Alguma vantagem há em que, não participando, tudo me seja espectáculo, mas uma coisa é comprar entrada para querer assistir, outra é ser obrigado a ficar no teatro.

terça-feira, maio 20

Horror

(Clique)
Chegado à juventude, pouco a pouco fui deixando de ter heróis e aprendendo a olhar para as grandes figuras com uma boa dose de suspeita. Os livros de Simon Sebag Montefiore sobre Estaline deram-me, julgava eu, a catanada final nos resquícios do que ainda poderia ter de ilusão sobre os "gigantes da História".
De Mao Tsé-Tung sempre desconfiei, mas nem de longe conseguiria imaginar as dimensões do monstro que foi, do indivíduo repelente que conseguiu dominar a China.
Mais de uma vez se me apertou a garganta com a leitura de Mao – The Unknown Story - pelos indescritíveis horrores, mas também, e felizmente, pela atitude daqueles que se lhe opuseram, sabendo que a tortura e a morte os esperava.
Grande livro, que muitos deveriam ler, quanto mais não fosse para se dar conta dos extremos de baixeza e crueldade de que o ser humano é capaz.


segunda-feira, maio 19

Mandarins

(Clique)
Conversa sobre o passado, para ele longínquo, que é grande a carrada de anos.
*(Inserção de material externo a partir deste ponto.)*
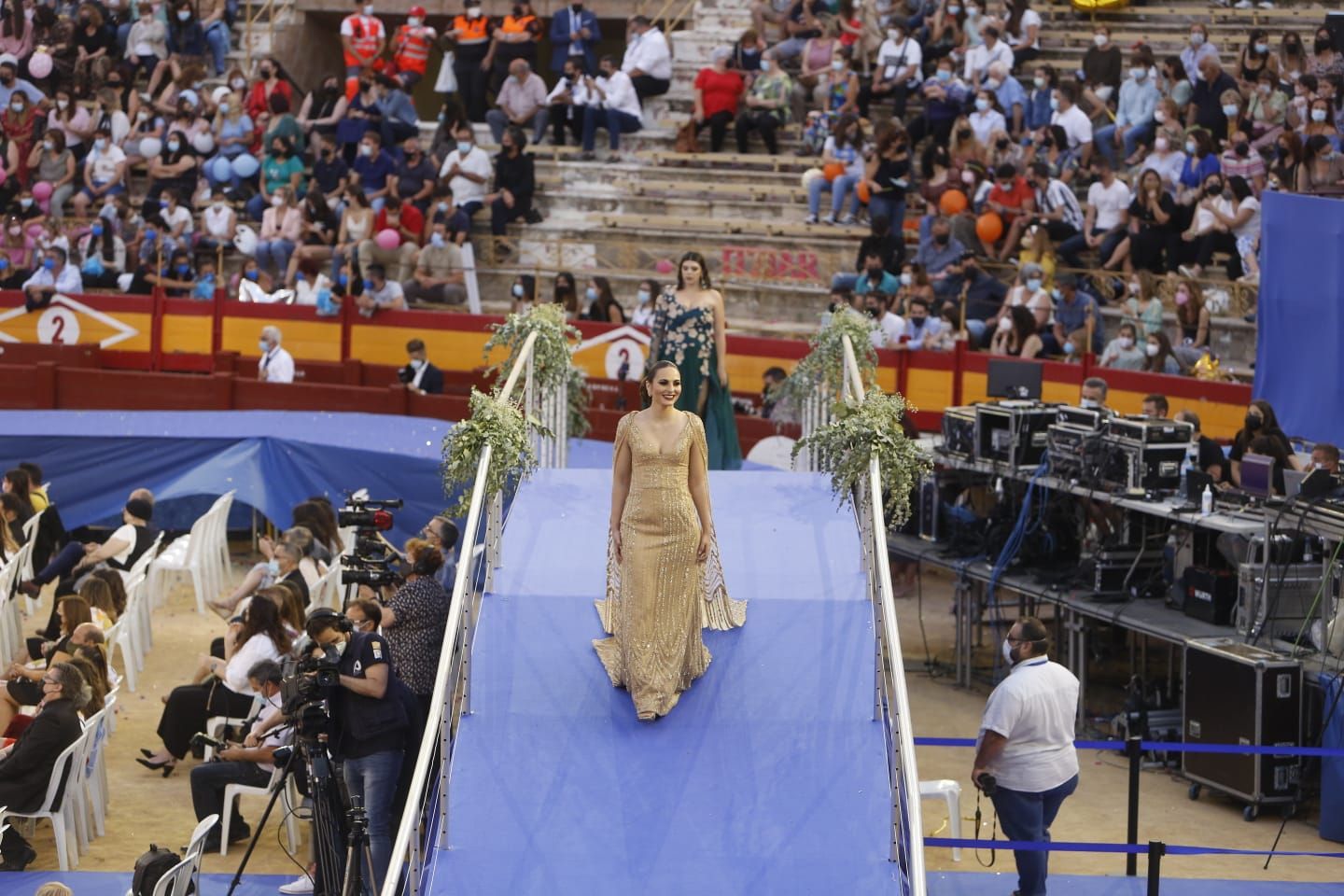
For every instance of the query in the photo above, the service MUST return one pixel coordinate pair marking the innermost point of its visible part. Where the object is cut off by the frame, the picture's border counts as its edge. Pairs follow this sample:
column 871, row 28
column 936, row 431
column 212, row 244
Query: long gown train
column 657, row 595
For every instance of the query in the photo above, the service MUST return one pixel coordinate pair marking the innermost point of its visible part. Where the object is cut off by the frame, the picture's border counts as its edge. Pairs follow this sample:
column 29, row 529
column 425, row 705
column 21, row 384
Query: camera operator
column 413, row 621
column 372, row 715
column 247, row 766
column 1026, row 758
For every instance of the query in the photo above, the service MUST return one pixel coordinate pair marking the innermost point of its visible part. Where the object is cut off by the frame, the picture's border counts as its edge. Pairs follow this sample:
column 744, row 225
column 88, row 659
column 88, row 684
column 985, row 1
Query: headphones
column 342, row 621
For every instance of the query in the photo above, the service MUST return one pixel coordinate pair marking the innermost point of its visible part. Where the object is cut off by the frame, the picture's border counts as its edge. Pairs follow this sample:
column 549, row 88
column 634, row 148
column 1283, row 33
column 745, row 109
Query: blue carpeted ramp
column 767, row 778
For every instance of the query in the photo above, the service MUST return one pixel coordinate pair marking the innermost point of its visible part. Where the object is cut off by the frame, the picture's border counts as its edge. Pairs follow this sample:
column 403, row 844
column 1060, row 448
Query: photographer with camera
column 413, row 620
column 371, row 711
column 237, row 764
column 1025, row 759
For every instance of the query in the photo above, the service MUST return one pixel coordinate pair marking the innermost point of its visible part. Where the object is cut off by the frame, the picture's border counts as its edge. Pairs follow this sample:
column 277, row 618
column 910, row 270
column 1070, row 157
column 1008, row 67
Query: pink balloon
column 39, row 64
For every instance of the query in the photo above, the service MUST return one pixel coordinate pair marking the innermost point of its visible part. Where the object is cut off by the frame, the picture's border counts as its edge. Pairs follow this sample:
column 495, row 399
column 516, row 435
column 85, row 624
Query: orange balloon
column 952, row 202
column 989, row 227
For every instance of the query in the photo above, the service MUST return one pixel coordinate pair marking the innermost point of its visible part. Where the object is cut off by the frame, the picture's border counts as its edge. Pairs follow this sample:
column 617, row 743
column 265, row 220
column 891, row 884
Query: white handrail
column 891, row 702
column 457, row 637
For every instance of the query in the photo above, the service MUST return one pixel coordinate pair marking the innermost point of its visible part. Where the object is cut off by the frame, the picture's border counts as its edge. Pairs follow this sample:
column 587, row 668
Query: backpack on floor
column 149, row 868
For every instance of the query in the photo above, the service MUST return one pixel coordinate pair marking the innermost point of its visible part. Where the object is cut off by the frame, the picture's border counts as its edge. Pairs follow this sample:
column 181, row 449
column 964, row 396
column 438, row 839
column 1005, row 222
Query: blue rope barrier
column 1141, row 849
column 1270, row 749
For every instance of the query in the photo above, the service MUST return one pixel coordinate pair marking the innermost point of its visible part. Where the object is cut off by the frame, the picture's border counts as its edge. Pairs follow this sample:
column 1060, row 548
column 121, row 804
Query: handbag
column 446, row 81
column 687, row 141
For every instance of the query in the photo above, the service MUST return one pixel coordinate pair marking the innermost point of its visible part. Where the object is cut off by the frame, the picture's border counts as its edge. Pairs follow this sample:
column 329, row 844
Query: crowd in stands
column 137, row 156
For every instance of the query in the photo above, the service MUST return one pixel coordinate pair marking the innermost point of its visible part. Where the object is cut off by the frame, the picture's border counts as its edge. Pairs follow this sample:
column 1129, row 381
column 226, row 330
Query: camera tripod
column 341, row 835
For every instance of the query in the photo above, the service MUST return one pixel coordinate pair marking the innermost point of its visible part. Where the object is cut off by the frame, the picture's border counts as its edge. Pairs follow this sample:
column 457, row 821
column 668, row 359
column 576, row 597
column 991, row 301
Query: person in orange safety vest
column 412, row 46
column 363, row 39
Mas à medida que vai contando descaem-se-me os queixos, custa acreditar que, chegado àquela idade não se mostre como é, não conte como de verdade foi, mas, à maneira das anciãs que desdenham do espelho e acreditam em cremes, também ele julgue iludir com a cosmética do pensamento elevado, das atitudes nobres, do alto grau intelectual da correspondência que logo na juventude trocou, certo e seguro dos píncaros a que iria subir.
Subiu.  A Pátria, honrada com tal filho, mandará esculpir estátuas e fabricar tabuletas para as ruas com o seu nome.
Mas eu, que também venho de longe, fora que o estrabismo de que devia sofrer nos olhos provavelmente me atacou o cérebro, vejo-me a interpretar a prosápia doutro modo.
Ademais, incomoda-me a boa memória que tenho, pois guardo viva a recordação das pulhices, das sacanices, traições, golpes baixos, mentiras, denúncias, perguntando-me porque a perdeu ele, ou com que lixívia se branqueia.

terça-feira, maio 13

Felicidade às gotas


Afirmam os modestos e os medrosos que a felicidade é boa quando chega aos poucos ou em pequenas doses, provavelmente à maneira das gotas do soro fisiológico que lentamente penetram na veia do enfermo.
Outros há que a desejam repentina, um furacão, querem sentir-se arrebatados, como parece que acontece aos poetas românticos quando, depois de muita solidão e êxtase, subitamente enfrentam o objecto do seu amor.
A maioria, por certo também neste caso se comporta na forma habitual, deseja-se medianamente feliz, nada de altos e baixos, jackpots e misérias.
De facto, pouco adiantam as lucubrações, de nada valem os votos que fazemos, tão-pouco nos chega a felicidade em grande ou pequena medida. É um estado de alma.
Arrisco-me a dizer que ela só existe quando a chamamos, e ainda é preciso reconhecê-la, condão que a muitos falta.